September 19, Jerry had an emergency by-pass surgery on his left leg.

October 24, his leg was amputated.

November 8, he came home from rehab.

For the remainder of the year, we waited for healing which did not happen until three years later, after another surgery to remove the graft inserted in the by-pass.

We experienced a physical and a spiritual amputation in our church that year that took years to reconcile. Recovery from both came about the same time as we were drawn closer to the Lord.

That was 2006. Fast-forward to 2020. 

On this day, fourteen years ago, I am recalling that day of amputation and the years that followed until Jerry’s death on June 1, five months ago.

Of the fourteen years, he did not walk for the first three years. As we waited for healing, he was fitted for a prosthesis but every time he tried to use it the wound opened.

After the last surgery, he still experienced spasms and pain, soreness and discomfort that he finally accepted. He used a walker for eight years as he was able. He drove again for about five years, until 2017 when he could no longer wear a shoe and resigned himself to a wheelchair for the last three years. During these three years, we knew the Father’s care through our church family and our children and their families.

The date, October 24, 2006, and the anniversary, startled me as I lay in bed this morning. I was frozen as I imagined how he faced that day until after 5:00 P.M. His life would no longer be the same. He was 70; I was 67. We were both still strong enough to face that trial physically. It was not until the week before his death, we understood how strong our heavenly Father had made us, spiritually.

All we lost was for our gain, for eternity.

He did not complain; I did not complain ~ we both learned to praise Him in all things ~ to establish and live by the Glad Rule our heavenly Father taught us. 

In his last days, Jerry would say, “I wonder what it will be like.”

Could he tell us, we might listen and take heed to what waits for us beyond this wilderness ~ and praise Him. 
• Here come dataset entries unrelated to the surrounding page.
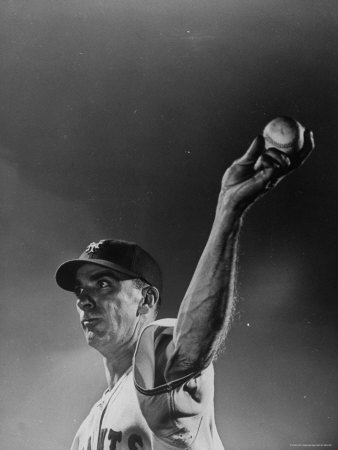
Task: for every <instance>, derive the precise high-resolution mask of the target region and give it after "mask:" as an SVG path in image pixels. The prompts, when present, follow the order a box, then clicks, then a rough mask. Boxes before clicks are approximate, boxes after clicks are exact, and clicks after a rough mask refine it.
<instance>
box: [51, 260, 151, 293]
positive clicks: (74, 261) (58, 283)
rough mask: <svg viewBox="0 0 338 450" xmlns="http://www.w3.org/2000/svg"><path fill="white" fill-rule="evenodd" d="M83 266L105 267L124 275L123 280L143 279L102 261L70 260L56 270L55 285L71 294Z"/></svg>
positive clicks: (137, 276)
mask: <svg viewBox="0 0 338 450" xmlns="http://www.w3.org/2000/svg"><path fill="white" fill-rule="evenodd" d="M84 264H94V265H96V266H101V267H106V268H108V269H110V270H112V271H114V272H118V273H119V274H121V275H124V276H125V277H124V278H125V279H128V278H142V279H143V277H142V276H141V275H140V274H138V273H136V272H132V271H130V270H128V269H125V268H124V267H122V266H119V265H118V264H114V263H111V262H109V261H106V260H104V259H72V260H70V261H66V262H64V263H63V264H61V266H60V267H59V268H58V269H57V271H56V274H55V279H56V282H57V284H58V285H59V286H60V287H61V288H62V289H64V290H66V291H70V292H73V291H74V282H75V276H76V273H77V271H78V269H79V268H80V267H81V266H83V265H84Z"/></svg>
Heavenly Father, thank you that you gave us a spirit of praise and thanksgiving. You showed us your grace, mercy, and glory in the middle of the worst times in this life. Thank you for your Holy Spirit that lives in your children to declare the love of Christ and your kingdom on this earth. In Jesus’ name, I pray. Amen. 
Fran

Image: Google

6 thoughts on “A Year Worse than 2020?

  1. This is beautiful, Fran. I know you must miss Jerry terribly, and my heart goes out to you.
    At the same time, I’m glad you have the faith that so many are missing. He is enjoying his new body now, doing things he hasn’t been able to do for a long time – maybe things he’s NEVER been able to do. 😉 I’m sure we can’t fathom what the Lord has prepared for us. I often wonder how unbelievers handle their grief… But I don’t have to wonder about you. Thanks for inspiring all of us with your faith. God bless you, dear sister.